The biotechnology and healthcare sectors have become attractive investment targets for investors who recognize the value and essence of these industries along with the possible risks associated with them.
While not all companies in these areas are great investments, some offer remarkable growth opportunities.
One company worth considering is Regeneron (REGN), with its strong and stable investment thesis and steady organic growth.
Regeneron joins the ranks of Pfizer (PFE) and Johnson & Johnson (JNJ) as one of the handful of biopharmaceutical companies to release solid first quarter results this 2021 compared to other big names in the industry, including Amgen (AMGN), Bristol Myers Squibb (BMY), Gilead Sciences (GILD), Merck (MRK), and Eli Lilly (LLY).
The New York-based company reported a 38% boost in its revenue compared to the same period in 2020, reaching $2.5 billion for the first quarter of 2021 alone.
Virtually all of Regeneron’s products generated solid growth during this period, with the company’s COVID-19 antibody cocktail REGEN-COV delivering the highest sales at $262 million.
To underscore just how significant REGEN-COV is to Regeneron this quarter, its absence from the roster would take away 18% from the company’s overall revenue growth.
Riding the momentum of its COVID-19 program, Regeneron has developed Inmazeb, which is a treatment for Ebola virus infection.
Aside from its COVID-19 antibody cocktail, Regeneron also saw an impressive boost in the performance of its atopic dermatitis drug Dupixent.
Dupixent, which Regeneron sells in partnership with Sanofi (SNY), generated $1.26 billion in sales in the first quarter, showing off a notable 48% increase from its 2020 report.

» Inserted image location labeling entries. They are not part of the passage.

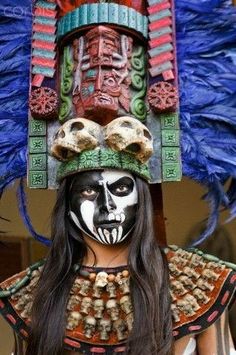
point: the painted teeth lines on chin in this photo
(118, 217)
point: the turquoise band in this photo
(103, 13)
(103, 159)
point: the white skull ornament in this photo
(98, 306)
(113, 309)
(74, 136)
(104, 328)
(73, 320)
(86, 305)
(126, 305)
(89, 326)
(127, 134)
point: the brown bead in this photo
(92, 276)
(125, 273)
(111, 278)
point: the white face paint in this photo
(103, 204)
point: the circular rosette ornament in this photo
(162, 97)
(44, 104)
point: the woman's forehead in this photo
(98, 176)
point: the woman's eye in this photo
(88, 192)
(122, 188)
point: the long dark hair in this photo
(152, 328)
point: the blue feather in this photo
(206, 37)
(15, 48)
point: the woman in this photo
(105, 285)
(102, 222)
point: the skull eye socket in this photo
(133, 148)
(66, 153)
(147, 134)
(60, 134)
(77, 126)
(126, 124)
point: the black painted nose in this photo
(106, 202)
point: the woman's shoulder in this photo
(202, 287)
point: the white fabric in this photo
(191, 347)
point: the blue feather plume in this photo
(15, 48)
(22, 202)
(206, 38)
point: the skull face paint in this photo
(103, 204)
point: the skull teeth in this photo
(122, 215)
(114, 234)
(102, 236)
(106, 233)
(120, 230)
(111, 216)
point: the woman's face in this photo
(103, 204)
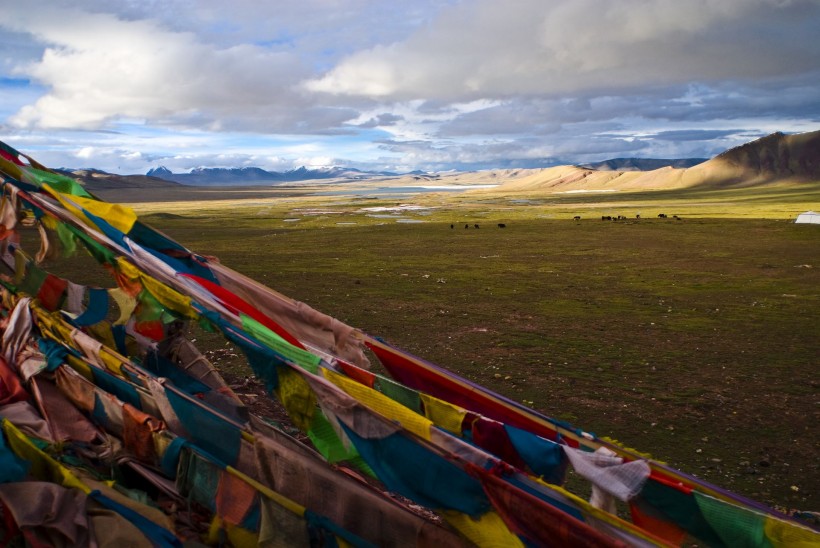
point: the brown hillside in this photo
(776, 158)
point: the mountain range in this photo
(776, 158)
(257, 176)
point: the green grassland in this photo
(695, 340)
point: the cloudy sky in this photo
(403, 84)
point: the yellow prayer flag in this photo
(443, 414)
(381, 404)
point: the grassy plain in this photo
(695, 340)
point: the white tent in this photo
(808, 217)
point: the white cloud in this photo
(108, 68)
(493, 49)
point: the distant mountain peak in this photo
(641, 164)
(160, 172)
(777, 155)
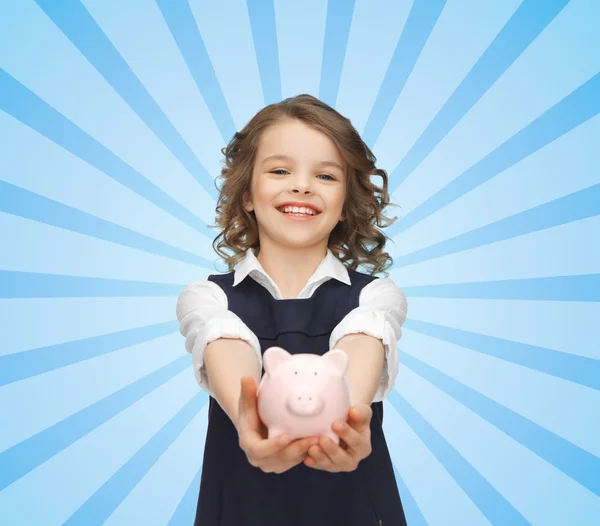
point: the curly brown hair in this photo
(355, 241)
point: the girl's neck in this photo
(291, 268)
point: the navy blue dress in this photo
(233, 492)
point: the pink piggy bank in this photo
(303, 394)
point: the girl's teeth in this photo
(297, 210)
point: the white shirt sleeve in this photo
(204, 317)
(381, 313)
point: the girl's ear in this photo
(248, 206)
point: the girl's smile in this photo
(300, 175)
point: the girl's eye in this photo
(320, 175)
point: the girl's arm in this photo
(370, 334)
(227, 361)
(222, 347)
(365, 363)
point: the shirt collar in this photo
(330, 267)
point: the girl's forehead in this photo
(296, 143)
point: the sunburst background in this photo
(485, 115)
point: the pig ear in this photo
(338, 359)
(274, 357)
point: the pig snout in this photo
(305, 402)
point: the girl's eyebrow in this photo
(279, 157)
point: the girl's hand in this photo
(271, 455)
(356, 445)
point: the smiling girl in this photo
(299, 214)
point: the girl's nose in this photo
(302, 184)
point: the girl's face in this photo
(296, 164)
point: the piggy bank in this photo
(303, 394)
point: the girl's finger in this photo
(348, 434)
(339, 457)
(320, 460)
(277, 446)
(359, 417)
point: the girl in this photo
(299, 212)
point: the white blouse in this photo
(203, 315)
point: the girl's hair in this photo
(355, 241)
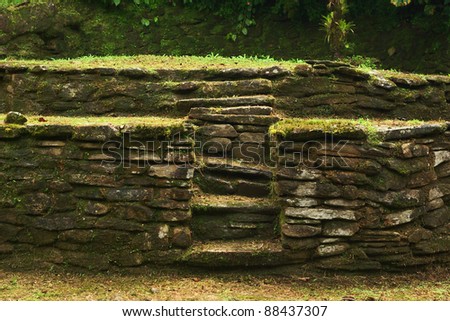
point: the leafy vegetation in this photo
(429, 15)
(185, 284)
(151, 62)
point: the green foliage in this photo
(336, 27)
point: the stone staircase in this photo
(235, 219)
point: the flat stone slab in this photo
(219, 204)
(242, 253)
(222, 130)
(242, 110)
(258, 120)
(405, 132)
(260, 100)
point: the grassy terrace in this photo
(185, 284)
(152, 62)
(100, 121)
(81, 126)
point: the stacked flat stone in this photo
(353, 205)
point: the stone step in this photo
(240, 110)
(236, 168)
(214, 183)
(216, 217)
(235, 119)
(211, 204)
(254, 252)
(259, 100)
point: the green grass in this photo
(186, 284)
(339, 125)
(114, 121)
(152, 62)
(7, 3)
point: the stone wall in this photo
(237, 181)
(62, 29)
(353, 205)
(93, 197)
(316, 88)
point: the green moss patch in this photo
(153, 62)
(371, 130)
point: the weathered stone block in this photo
(436, 218)
(302, 202)
(97, 209)
(77, 236)
(377, 236)
(305, 189)
(224, 130)
(217, 146)
(300, 244)
(402, 199)
(297, 173)
(419, 234)
(345, 203)
(331, 249)
(128, 194)
(182, 237)
(338, 228)
(56, 222)
(300, 231)
(435, 204)
(321, 214)
(403, 217)
(37, 204)
(8, 232)
(437, 245)
(258, 138)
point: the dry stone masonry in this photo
(228, 177)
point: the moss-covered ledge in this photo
(94, 128)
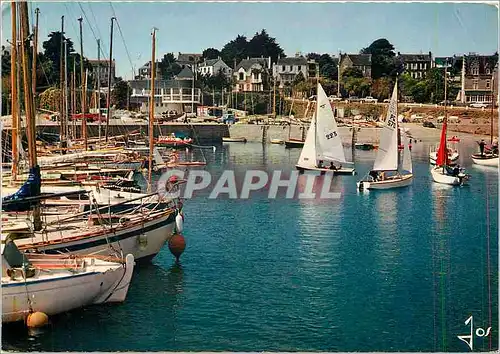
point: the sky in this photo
(442, 28)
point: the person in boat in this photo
(481, 146)
(494, 147)
(374, 175)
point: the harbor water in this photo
(396, 270)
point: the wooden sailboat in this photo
(442, 172)
(42, 283)
(387, 172)
(323, 142)
(489, 158)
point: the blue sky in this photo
(443, 28)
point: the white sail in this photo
(308, 155)
(329, 144)
(387, 156)
(406, 164)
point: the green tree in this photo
(263, 45)
(5, 62)
(383, 58)
(168, 66)
(121, 93)
(235, 51)
(211, 53)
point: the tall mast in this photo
(66, 108)
(492, 106)
(152, 109)
(84, 88)
(99, 87)
(108, 99)
(28, 102)
(35, 50)
(13, 82)
(62, 81)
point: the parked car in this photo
(370, 99)
(228, 118)
(479, 104)
(428, 124)
(334, 98)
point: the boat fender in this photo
(179, 223)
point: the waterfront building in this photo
(213, 67)
(101, 68)
(363, 62)
(416, 65)
(188, 59)
(286, 69)
(251, 74)
(172, 97)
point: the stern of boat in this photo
(119, 292)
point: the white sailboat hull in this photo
(389, 183)
(55, 295)
(452, 158)
(486, 161)
(340, 171)
(439, 177)
(143, 240)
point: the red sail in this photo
(442, 153)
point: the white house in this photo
(286, 69)
(250, 74)
(213, 67)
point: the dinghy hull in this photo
(390, 183)
(485, 160)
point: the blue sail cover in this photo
(31, 188)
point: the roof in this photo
(248, 63)
(146, 84)
(185, 74)
(415, 57)
(361, 59)
(189, 58)
(292, 61)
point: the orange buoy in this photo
(177, 245)
(37, 319)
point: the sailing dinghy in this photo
(386, 169)
(323, 142)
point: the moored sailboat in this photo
(323, 142)
(387, 172)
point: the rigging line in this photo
(122, 37)
(103, 44)
(91, 28)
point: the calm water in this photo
(393, 270)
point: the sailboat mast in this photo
(13, 82)
(152, 109)
(84, 87)
(28, 102)
(35, 49)
(492, 107)
(99, 86)
(108, 99)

Although Dupixent is a shared product with Sanofi, this dermatitis drug holds incredible promise for Regeneron.
To date, only 6% of eligible patients are being treated with Dupixent. This indicates a massive space that is yet to be explored by both companies.

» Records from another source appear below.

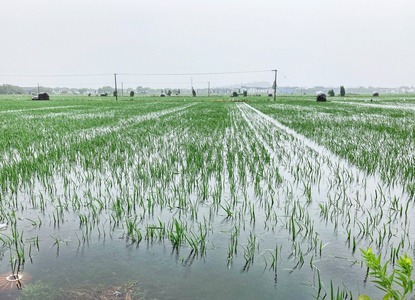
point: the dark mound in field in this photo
(321, 97)
(41, 96)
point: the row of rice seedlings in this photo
(138, 197)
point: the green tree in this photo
(342, 91)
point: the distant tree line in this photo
(8, 89)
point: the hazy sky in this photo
(310, 42)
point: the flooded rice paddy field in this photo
(194, 198)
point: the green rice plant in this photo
(400, 275)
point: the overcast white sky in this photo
(310, 42)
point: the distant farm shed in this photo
(321, 97)
(41, 96)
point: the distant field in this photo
(194, 197)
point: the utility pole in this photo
(116, 92)
(275, 86)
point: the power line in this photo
(55, 75)
(135, 74)
(192, 74)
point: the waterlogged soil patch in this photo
(207, 199)
(40, 290)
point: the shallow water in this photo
(282, 190)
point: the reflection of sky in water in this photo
(167, 274)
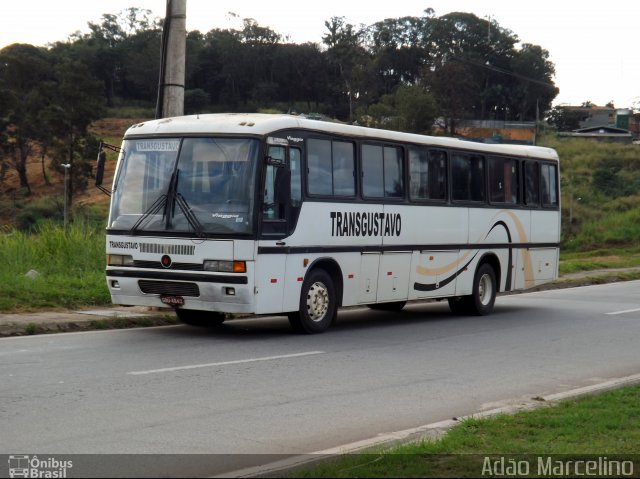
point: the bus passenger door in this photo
(280, 207)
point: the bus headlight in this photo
(217, 266)
(119, 260)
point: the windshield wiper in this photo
(160, 204)
(174, 197)
(165, 203)
(188, 213)
(155, 208)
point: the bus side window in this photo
(467, 177)
(319, 173)
(503, 180)
(382, 174)
(274, 197)
(531, 184)
(427, 174)
(549, 185)
(295, 156)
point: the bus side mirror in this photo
(102, 158)
(278, 163)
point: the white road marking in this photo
(224, 363)
(623, 312)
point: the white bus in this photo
(279, 214)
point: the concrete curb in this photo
(431, 431)
(26, 324)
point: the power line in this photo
(488, 66)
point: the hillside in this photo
(13, 200)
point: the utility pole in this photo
(66, 167)
(172, 63)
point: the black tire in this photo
(194, 317)
(318, 304)
(392, 306)
(484, 293)
(459, 305)
(480, 302)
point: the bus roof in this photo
(265, 124)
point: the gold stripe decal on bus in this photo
(454, 269)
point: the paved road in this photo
(253, 387)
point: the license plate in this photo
(172, 300)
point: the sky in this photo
(593, 44)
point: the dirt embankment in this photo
(48, 183)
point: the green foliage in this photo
(70, 266)
(409, 108)
(600, 193)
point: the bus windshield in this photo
(198, 185)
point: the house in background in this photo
(605, 123)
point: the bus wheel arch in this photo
(320, 297)
(486, 284)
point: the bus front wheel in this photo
(482, 299)
(318, 304)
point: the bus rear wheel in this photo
(194, 317)
(318, 304)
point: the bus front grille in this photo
(169, 287)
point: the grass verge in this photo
(67, 268)
(602, 428)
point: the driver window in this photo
(274, 208)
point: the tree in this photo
(350, 61)
(24, 70)
(409, 108)
(76, 101)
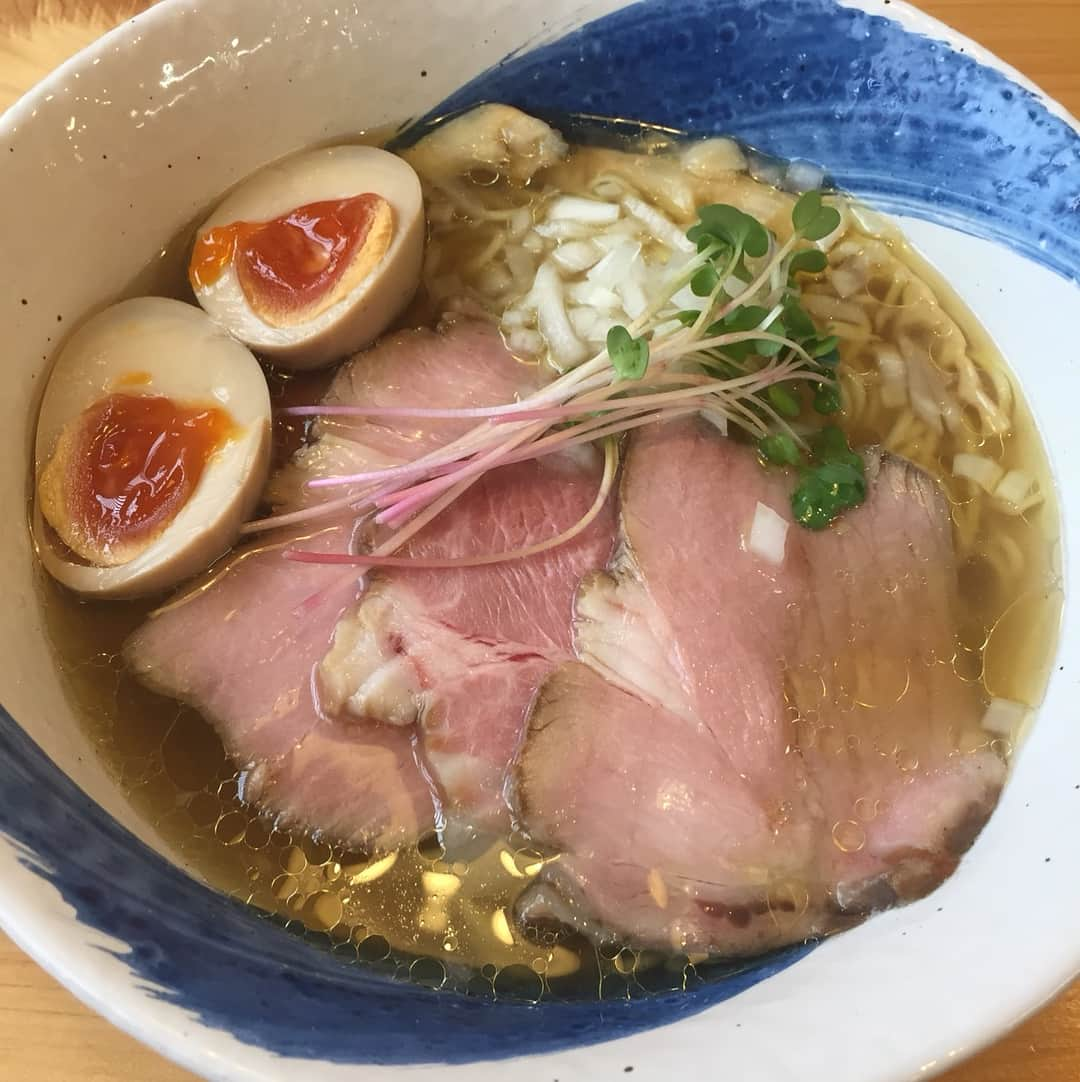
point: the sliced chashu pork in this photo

Taking into consideration the pace at which Dupixent has been growing so far, this drug is projected to peak at roughly $12.5 billion in sales in the coming years.
Another high-selling drug for Regeneron is wet age-related macular degeneration (AMD) treatment Eylea.
Sales for this drug, which was developed in collaboration with Bayer (BAYRY), went up from $1.2 billion in the first quarter of 2020 to $1.3 billion this year.
The increase in sales for Eylea is a welcome surprise for both Regeneron and Bayer, especially since more and more competitors are attempting to topple the drug as the top product in the niche.
Cornering the AMD segment is an attractive venture for any biopharmaceutical company.
After all, Eylea generated $4.9 billion in sales in 2020 from the US market alone.
Thus far, two main competitors have come forward as the strongest.
One is Novartis (NVS), which released Beovu in 2019.
The second, and possibly the stronger competitor between the two, is Roche (RHHBY) with Faricimab.
To ensure its dominance in the AMD market, Regeneron has been expanding the use of Eylea.
The latest development is the drug’s enrollment in the Phase 3 program, which would allow extended periods in between treatments but still deliver the same level of efficacy and safety.
Aside from these, Regeneron is looking into additional revenue streams ahead.
One growth segment is its oncology program, particularly its cancer drug Libtayo, which may soon be marketed to cover a fourth type of cancer.
Regeneron aims to submit Libtayo for review as a treatment for advanced cervical cancer.
On top of this, the drug is also a strong contender in the development of several antibody treatments.
Thus far, the company has 12 oncology antibodies under clinical development.
Overall, Regeneron’s strong results for the first quarter of 2021 highlighted its continuous evolution into a company carrying multiple and diverse portfolios of products and pipeline programs that address an extensive range of serious diseases, from COVID-19 and rare diseases to cancer.